Our report does not state that cattle are only killed for their hides; it is an expose of the ways in which the expansion of the cattle sector in the Amazon is the primary driver of deforestation in the region. Leather is not simply a ‘by-product’ of the meat industry, they are interdependent – after all you can’t have leather without the animals. Therefore the leather industry shares significant responsibility in ensuring it does not source hides or skins from companies that profit from Amazon deforestation. The leather industry may not source directly from the farmers, but it must use its influence to ensure the meat industry it buys from does not source from farms involved in deforestation. If it fails to do so, the leather industry may be complicit in the dirty supply chain of Amazon deforestation.

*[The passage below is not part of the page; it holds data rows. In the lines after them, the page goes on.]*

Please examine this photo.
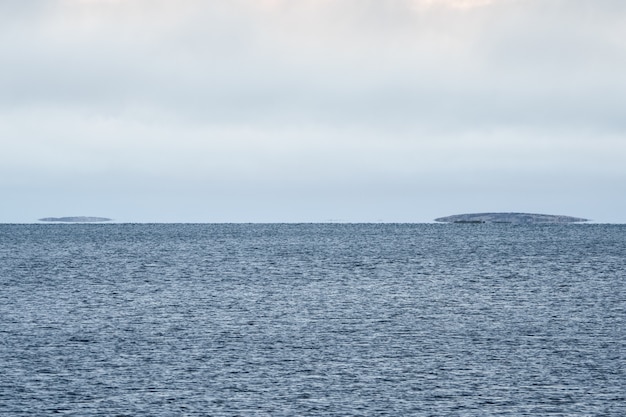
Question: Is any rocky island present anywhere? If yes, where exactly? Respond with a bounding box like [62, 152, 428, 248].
[39, 216, 112, 223]
[435, 213, 588, 224]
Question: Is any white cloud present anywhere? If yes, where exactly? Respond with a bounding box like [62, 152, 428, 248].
[1, 0, 625, 222]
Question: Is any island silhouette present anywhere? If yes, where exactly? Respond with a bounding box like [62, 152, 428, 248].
[39, 216, 112, 223]
[435, 213, 588, 224]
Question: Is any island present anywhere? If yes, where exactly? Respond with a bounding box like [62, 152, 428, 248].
[39, 216, 112, 223]
[434, 213, 588, 224]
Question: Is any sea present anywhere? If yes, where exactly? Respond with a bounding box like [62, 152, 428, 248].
[1, 223, 624, 416]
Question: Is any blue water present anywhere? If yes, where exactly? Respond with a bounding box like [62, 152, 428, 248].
[1, 224, 625, 416]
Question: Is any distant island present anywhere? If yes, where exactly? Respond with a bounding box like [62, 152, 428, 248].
[39, 216, 112, 223]
[435, 213, 588, 224]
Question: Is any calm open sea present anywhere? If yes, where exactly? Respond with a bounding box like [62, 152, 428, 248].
[1, 224, 625, 416]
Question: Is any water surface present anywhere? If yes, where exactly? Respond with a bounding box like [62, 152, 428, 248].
[1, 224, 624, 415]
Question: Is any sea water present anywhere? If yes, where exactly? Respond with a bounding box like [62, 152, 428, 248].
[1, 223, 624, 416]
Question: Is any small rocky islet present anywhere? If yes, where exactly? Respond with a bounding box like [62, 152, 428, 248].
[435, 213, 588, 224]
[38, 216, 112, 223]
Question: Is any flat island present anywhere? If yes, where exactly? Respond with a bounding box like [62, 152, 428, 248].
[39, 216, 112, 223]
[435, 213, 588, 224]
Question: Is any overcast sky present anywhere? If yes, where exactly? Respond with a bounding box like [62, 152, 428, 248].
[1, 0, 625, 222]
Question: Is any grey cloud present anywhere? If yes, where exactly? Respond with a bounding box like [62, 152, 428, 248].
[2, 0, 625, 134]
[1, 0, 625, 222]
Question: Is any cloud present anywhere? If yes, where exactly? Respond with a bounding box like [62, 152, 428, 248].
[1, 0, 625, 221]
[2, 0, 625, 132]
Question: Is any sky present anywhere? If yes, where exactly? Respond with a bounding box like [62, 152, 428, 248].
[1, 0, 625, 223]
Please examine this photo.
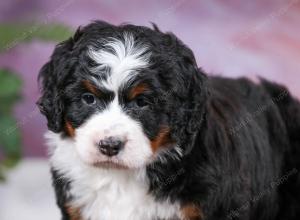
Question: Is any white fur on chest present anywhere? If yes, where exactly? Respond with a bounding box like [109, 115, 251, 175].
[46, 132, 181, 220]
[69, 169, 180, 220]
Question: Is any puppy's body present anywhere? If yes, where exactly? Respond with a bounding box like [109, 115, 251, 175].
[38, 21, 300, 220]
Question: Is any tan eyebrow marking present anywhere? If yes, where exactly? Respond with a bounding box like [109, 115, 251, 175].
[128, 83, 149, 100]
[82, 80, 102, 96]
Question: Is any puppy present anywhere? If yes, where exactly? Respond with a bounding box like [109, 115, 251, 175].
[37, 21, 300, 220]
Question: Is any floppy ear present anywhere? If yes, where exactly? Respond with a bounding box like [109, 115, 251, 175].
[37, 27, 83, 132]
[37, 61, 64, 132]
[180, 66, 207, 155]
[162, 32, 207, 155]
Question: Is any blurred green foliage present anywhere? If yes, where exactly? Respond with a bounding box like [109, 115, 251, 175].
[0, 22, 73, 180]
[0, 23, 73, 51]
[0, 69, 22, 180]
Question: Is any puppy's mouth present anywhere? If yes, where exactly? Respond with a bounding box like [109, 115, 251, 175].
[92, 161, 129, 169]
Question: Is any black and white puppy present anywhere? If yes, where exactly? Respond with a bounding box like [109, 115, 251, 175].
[37, 21, 300, 220]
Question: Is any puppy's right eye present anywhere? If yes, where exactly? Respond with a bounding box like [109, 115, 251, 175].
[135, 96, 148, 108]
[82, 93, 96, 105]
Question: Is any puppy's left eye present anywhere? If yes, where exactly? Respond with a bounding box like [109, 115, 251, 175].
[135, 96, 149, 108]
[82, 93, 96, 105]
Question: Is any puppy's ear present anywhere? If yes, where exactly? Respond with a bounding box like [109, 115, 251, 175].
[37, 27, 83, 132]
[163, 33, 207, 154]
[37, 61, 64, 132]
[181, 66, 207, 155]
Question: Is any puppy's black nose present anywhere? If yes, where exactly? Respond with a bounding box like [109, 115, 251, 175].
[98, 136, 124, 157]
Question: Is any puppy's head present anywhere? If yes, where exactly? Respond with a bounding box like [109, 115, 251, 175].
[38, 21, 206, 169]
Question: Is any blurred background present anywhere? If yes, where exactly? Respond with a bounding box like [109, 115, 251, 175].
[0, 0, 299, 219]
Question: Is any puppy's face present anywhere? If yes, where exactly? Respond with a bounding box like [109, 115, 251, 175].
[38, 21, 205, 169]
[64, 35, 170, 168]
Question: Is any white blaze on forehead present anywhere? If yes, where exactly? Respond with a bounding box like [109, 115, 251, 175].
[88, 33, 150, 91]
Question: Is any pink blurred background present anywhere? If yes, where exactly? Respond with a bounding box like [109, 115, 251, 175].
[0, 0, 300, 157]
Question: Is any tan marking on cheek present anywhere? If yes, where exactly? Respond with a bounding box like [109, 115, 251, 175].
[82, 80, 101, 96]
[65, 121, 75, 137]
[150, 127, 172, 152]
[181, 204, 204, 220]
[65, 205, 82, 220]
[129, 83, 149, 100]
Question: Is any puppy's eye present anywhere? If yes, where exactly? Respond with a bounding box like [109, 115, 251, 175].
[135, 96, 148, 108]
[82, 93, 96, 105]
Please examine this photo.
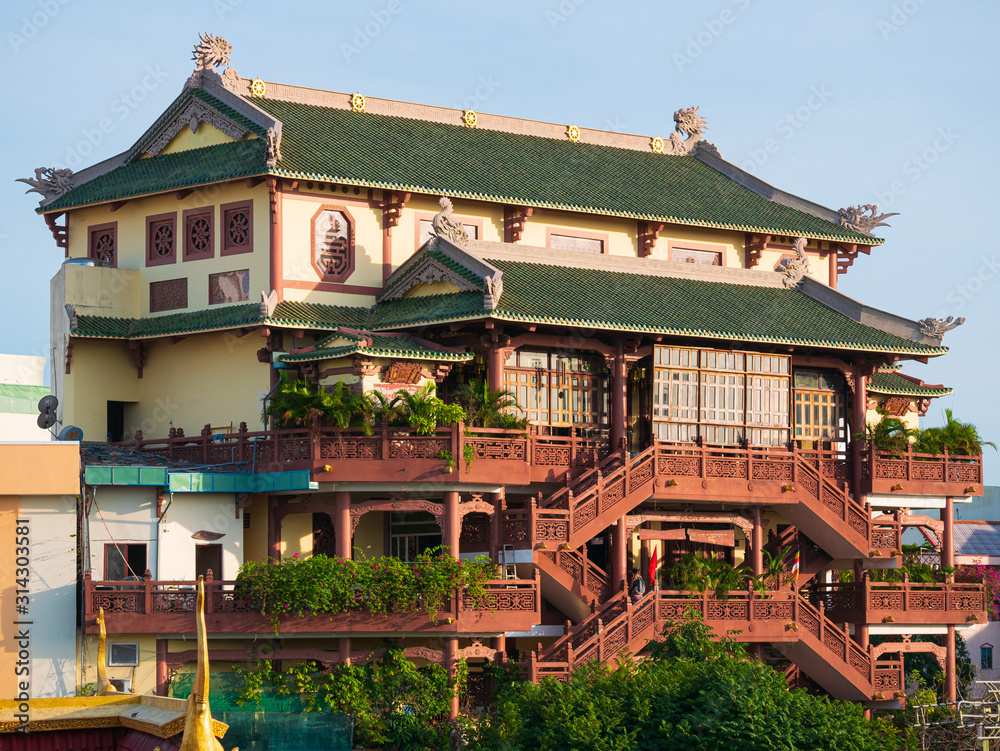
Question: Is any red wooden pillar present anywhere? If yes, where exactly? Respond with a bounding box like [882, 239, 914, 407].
[851, 365, 867, 502]
[487, 345, 504, 392]
[942, 496, 955, 580]
[492, 633, 506, 661]
[445, 491, 460, 560]
[751, 507, 764, 577]
[640, 537, 650, 583]
[336, 491, 352, 560]
[612, 515, 627, 593]
[491, 488, 505, 559]
[339, 637, 351, 666]
[610, 339, 627, 451]
[945, 625, 957, 704]
[446, 636, 459, 720]
[155, 639, 169, 696]
[267, 495, 281, 561]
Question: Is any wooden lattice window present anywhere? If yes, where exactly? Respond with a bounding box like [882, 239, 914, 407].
[88, 222, 117, 267]
[652, 346, 790, 446]
[221, 200, 253, 256]
[793, 371, 846, 442]
[146, 213, 176, 267]
[310, 204, 355, 282]
[183, 207, 214, 261]
[503, 350, 608, 431]
[149, 278, 188, 312]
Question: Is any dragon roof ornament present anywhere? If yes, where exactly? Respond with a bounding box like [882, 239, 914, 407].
[838, 204, 899, 235]
[186, 32, 234, 89]
[16, 167, 74, 202]
[431, 196, 470, 246]
[661, 106, 717, 156]
[917, 316, 965, 339]
[777, 237, 810, 289]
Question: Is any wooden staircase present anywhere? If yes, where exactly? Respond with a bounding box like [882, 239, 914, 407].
[763, 527, 832, 588]
[535, 546, 610, 623]
[525, 587, 904, 705]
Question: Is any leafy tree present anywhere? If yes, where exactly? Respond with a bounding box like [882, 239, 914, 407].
[452, 379, 529, 430]
[266, 379, 374, 432]
[860, 407, 917, 455]
[470, 613, 899, 751]
[913, 409, 996, 456]
[373, 382, 466, 435]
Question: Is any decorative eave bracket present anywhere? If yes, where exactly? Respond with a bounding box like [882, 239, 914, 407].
[638, 221, 664, 258]
[503, 205, 533, 243]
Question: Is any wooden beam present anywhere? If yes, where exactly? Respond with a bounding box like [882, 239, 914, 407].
[174, 189, 194, 201]
[637, 529, 686, 541]
[109, 200, 130, 212]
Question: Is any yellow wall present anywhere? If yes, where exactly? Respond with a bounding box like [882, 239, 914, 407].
[243, 495, 268, 563]
[280, 511, 313, 558]
[62, 340, 138, 441]
[67, 182, 270, 316]
[354, 510, 383, 559]
[154, 122, 255, 156]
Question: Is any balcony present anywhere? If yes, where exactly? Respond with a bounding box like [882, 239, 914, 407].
[810, 580, 987, 625]
[863, 446, 984, 497]
[84, 570, 541, 635]
[114, 423, 607, 484]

30.06.2009 Sam to Greenpeace
I do agree with you that on a voluntary basis the leather industry can and should collaborate to buy its raw materials from sources that are rainforest conscious and environmental friendly. You give the leather industry a responsibility that objectively it doesn’t have. It fits in your line of thinking, but that line of thinking may not be 100% correct.
Please forgive me, but I am not seeking Greenpeace’s approval for my article. I give my opinion by reporting on your facts and show your opinion. These opinions don’t necessarily need to coincide. Our big discussion point is whether hides are a co-product or a by-product. Greenpeace does not have the magic stick that wages indisputable total truth. You consult experts (I am considered one of them by the UN). These experts may disagree amongst themselves (depending on how they think and depending on their agenda), so I guess Greenpeace should be willing to listen to opinions that are not theirs and should be open to accept other people’s opinions if they are logical even if that is not exactly what Greenpeace wants to hear in their campaign for the Amazon.
Having said this I can assure you that meat was, is and will be produced each and every day. Hides and skins, the by-product, are NOT traded every day, otherwise we cannot explain the increasing demand for meat, the parallel increased production of hides, and the resulting glut of unsold hides all over the world. These hides must either be treated (tanned) or they will rot and become a health hazard. No definition of ‘co-product’ can match the situation of the hides.
Your saying ‘cattle are not only killed for their hides’ is light years away from ‘cattle are killed for the meat and in the process the hides become available for processing’. That, and only that is the truth. Nothing else will do! You can’t have meat without the animals and the consequence of the production of meat is the availability of hides. The meat doesn’t depend on the hides. The hides depend on the meat! You don’t like it, but that does not mean that it’s not the truth! If there are no hides and hence no leather, people dress in cloth, they will wear plastic shoes with rubber soles! Without meat they starve.
So what do you propose? The leather industry stop buying hides from the Brazilian meat industry? No problem! We can buy from Argentina, Venezuela, US, Africa, Europe, Australia, New Zealand, Dominican Republic, Canada, etc, etc, etc, anywhere where meat is produced, and we do. So assume we leave all the Brazilian hides in Brazil. What do you obtain? A mountain of 150,000 hides each day that putrefies from here to
The Amazon matter is a moral issue. We can and should help in our own way, like you are helping in your way, but we are not the perpetrators in this matter. The leather industry is not responsible for deforestation!
Finally, it should not be down to me, but ICT, Ichslta, Unic, Cotance, Esalia, Aflai etc, etc, etc who should have this exchange of ideas with organisations such as Greenpeace BEFORE such reports are published.